Le procès de trois anciens cadres d'Ubisoft pour harcèlement sexuel et moral s'ouvre aujourd'hui à Bobigny. Un nouveau coup dur pour le fleuron français du jeu vidéo, déjà fragilisé par des difficultés financières.

Cinq ans après les révélations qui avaient secoué le monde du jeu vidéo, l'ex-directeur créatif Serge Hascoët, l'ancien vice-président Tommy François et l'ex-game director d'Ubisoft Guillaume Patrux comparaissent dès ce lundi 10 mars devant le tribunal correctionnel pour une durée prévue de cinq jours. L'affaire, mise au jour par Libération en juillet 2020, avait provoqué une onde de choc dans l'industrie et forcé l'entreprise à se séparer des trois prévenus, qui contestent les faits qui leur sont reprochés.
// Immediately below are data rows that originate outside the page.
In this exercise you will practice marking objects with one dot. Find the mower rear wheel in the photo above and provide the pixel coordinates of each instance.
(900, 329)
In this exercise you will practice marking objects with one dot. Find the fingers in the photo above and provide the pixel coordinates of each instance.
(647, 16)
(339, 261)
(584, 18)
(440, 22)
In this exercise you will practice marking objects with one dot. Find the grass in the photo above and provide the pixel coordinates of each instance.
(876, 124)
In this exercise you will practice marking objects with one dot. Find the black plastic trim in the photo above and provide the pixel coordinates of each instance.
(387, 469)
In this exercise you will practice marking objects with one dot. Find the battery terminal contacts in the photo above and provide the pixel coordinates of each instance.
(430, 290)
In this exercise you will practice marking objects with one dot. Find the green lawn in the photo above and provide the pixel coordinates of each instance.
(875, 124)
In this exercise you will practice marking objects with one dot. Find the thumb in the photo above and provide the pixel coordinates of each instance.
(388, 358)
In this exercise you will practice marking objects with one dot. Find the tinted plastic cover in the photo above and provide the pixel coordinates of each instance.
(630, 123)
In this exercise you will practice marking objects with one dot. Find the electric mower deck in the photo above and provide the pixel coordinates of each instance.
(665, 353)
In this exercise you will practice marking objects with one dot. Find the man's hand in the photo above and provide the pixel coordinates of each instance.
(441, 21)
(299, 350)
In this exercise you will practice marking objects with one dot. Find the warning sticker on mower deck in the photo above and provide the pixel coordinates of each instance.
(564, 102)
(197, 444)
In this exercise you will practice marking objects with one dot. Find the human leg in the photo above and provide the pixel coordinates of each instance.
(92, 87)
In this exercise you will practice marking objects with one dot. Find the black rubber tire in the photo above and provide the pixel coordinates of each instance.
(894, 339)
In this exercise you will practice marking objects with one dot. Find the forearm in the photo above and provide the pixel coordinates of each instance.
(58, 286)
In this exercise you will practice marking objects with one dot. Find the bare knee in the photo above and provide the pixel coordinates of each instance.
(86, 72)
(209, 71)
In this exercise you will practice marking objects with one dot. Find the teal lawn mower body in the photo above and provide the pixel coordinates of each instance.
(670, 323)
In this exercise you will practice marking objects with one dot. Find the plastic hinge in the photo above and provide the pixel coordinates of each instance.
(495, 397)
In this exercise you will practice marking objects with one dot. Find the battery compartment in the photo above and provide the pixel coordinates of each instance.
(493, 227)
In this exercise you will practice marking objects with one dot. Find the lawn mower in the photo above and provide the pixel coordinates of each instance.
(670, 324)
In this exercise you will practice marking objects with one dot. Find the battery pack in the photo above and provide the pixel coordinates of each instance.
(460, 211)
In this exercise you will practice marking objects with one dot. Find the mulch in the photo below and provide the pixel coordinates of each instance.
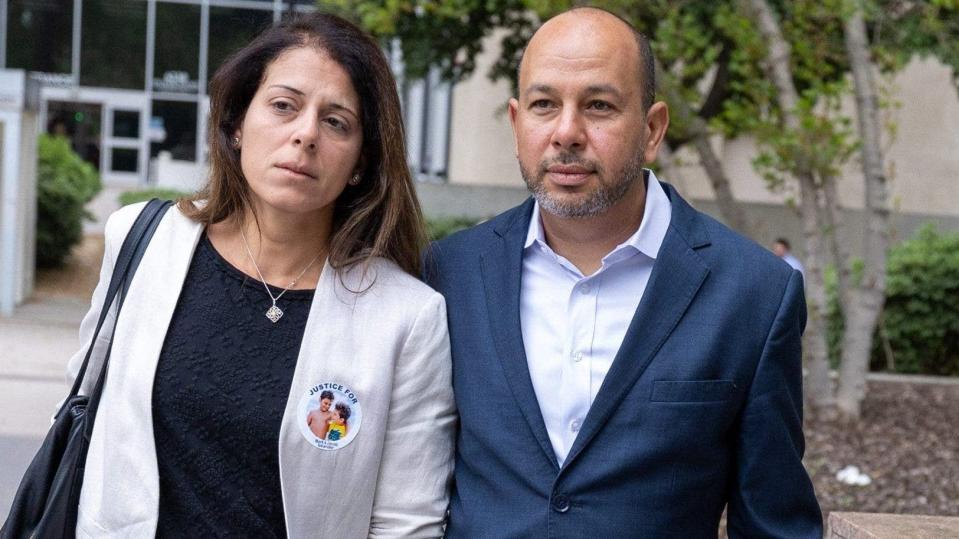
(907, 442)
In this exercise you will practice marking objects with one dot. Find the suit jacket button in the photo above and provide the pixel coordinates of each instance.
(560, 503)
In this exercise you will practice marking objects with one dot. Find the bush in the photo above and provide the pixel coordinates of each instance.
(921, 317)
(65, 183)
(439, 228)
(142, 195)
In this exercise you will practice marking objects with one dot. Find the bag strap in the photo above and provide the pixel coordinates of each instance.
(127, 261)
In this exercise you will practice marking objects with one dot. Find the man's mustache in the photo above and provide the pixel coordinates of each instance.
(567, 158)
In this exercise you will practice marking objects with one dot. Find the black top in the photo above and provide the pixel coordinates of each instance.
(221, 387)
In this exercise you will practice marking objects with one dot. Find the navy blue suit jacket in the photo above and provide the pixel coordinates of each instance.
(702, 406)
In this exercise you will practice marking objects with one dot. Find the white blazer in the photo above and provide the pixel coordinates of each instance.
(389, 344)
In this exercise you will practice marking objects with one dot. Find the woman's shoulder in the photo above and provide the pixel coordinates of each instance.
(384, 280)
(120, 222)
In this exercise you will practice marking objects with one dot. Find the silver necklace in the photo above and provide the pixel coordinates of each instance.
(274, 313)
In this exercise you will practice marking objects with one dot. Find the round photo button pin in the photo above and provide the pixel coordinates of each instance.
(329, 415)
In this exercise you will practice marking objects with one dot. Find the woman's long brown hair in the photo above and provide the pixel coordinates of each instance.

Un « boy's club » toxique au sommet d'Ubisoft
Les accusations dressent un tableau alarmant de la culture d'entreprise qui régnait au siège d'Ubisoft à Montreuil. Tommy François concentre la majorité des témoignages accablants, avec selon le rapport Altaïr, « 23 témoignages faisant état de faits d'attouchements corporels » et « 30 relatant des propos à caractère sexuel et sexiste non désirés ». Des employées rapportent notamment qu'il diffusait des films pornographiques dans l'open space et commentait régulièrement leur physique.
Serge Hascoët, longtemps considéré comme le cerveau créatif derrière les succès d'Ubisoft comme Assassin's Creed et Far Cry, est accusé de comportements inappropriés. Une assistante musulmane témoigne d'actes racistes après les attentats de 2015, incluant des images de sandwich au bacon sur son ordinateur et de la nourriture déposée sur son bureau pendant le ramadan. En garde à vue, l'ancien directeur créatif nie ou évoque « la fatigue » et son « rythme de travail très soutenu ».
Quant à Guillaume Patrux, certes moins connu du public, celui-ci est décrit comme un manager impulsif, capable de mettre des coups de poing dans les murs ou d'agiter un fouet près du visage de ses collaborateurs. Un plaignant lui reproche par exemple d'avoir jeté une clé Allen dans ses jambes, après un simple désaccord en réunion. Il est également accusé d'avoir envoyé des e-mails dégradants qualifiant ses équipes de « gros nazes » dont « le manque global de compétence » le laissait « coi ». Libération évoque même aussi une menace de mort à l'encontre d'une de ses collègues.
Un procès qui pourrait s'étendre à la direction
Cette procédure judiciaire, inédite dans l'industrie du jeu vidéo, doit sa tenue à la démarche de six plaignants, dont deux ex-assistantes de direction et une plainte émanant du syndicat Solidaires Informatique. Contrairement aux scandales similaires chez d'autres éditeurs comme Activision Blizzard, où les plaintes ont été systématiquement réglées à l'amiable, ce procès est une première historique pour le secteur.
Le syndicat Solidaires Informatique a annoncé qu'une citation directe sera délivrée dans la continuité de ce procès, pour tenter de faire comparaître ultérieurement Yves Guillemot, le PDG d'Ubisoft, mais aussi une directrice des ressources humaines, et la société en tant que personne morale. Cette seconde procédure vise à « mettre en valeur le caractère systémique du harcèlement » au sein de l'entreprise. Le syndicat dénonce un « ADN » inchangé, malgré les mesures prises depuis 2020.
Ce contexte judiciaire plutôt grave et brûlant s'ajoute pour Ubisoft à une crise économique majeure. L'entreprise a annoncé un plan d'économies de plus de 200 millions d'euros et la fermeture de trois studios suite aux performances décevantes de plusieurs jeux récents.
La sortie d'Assassin's Creed Shadows, reportée à plusieurs reprises, est désormais prévue pour le 20 mars, tandis que des rumeurs persistantes évoquent des négociations avec le géant chinois Tencent pour un possible rachat. Les temps sont durs pour le fleuron hexagonal du jeu vidéo.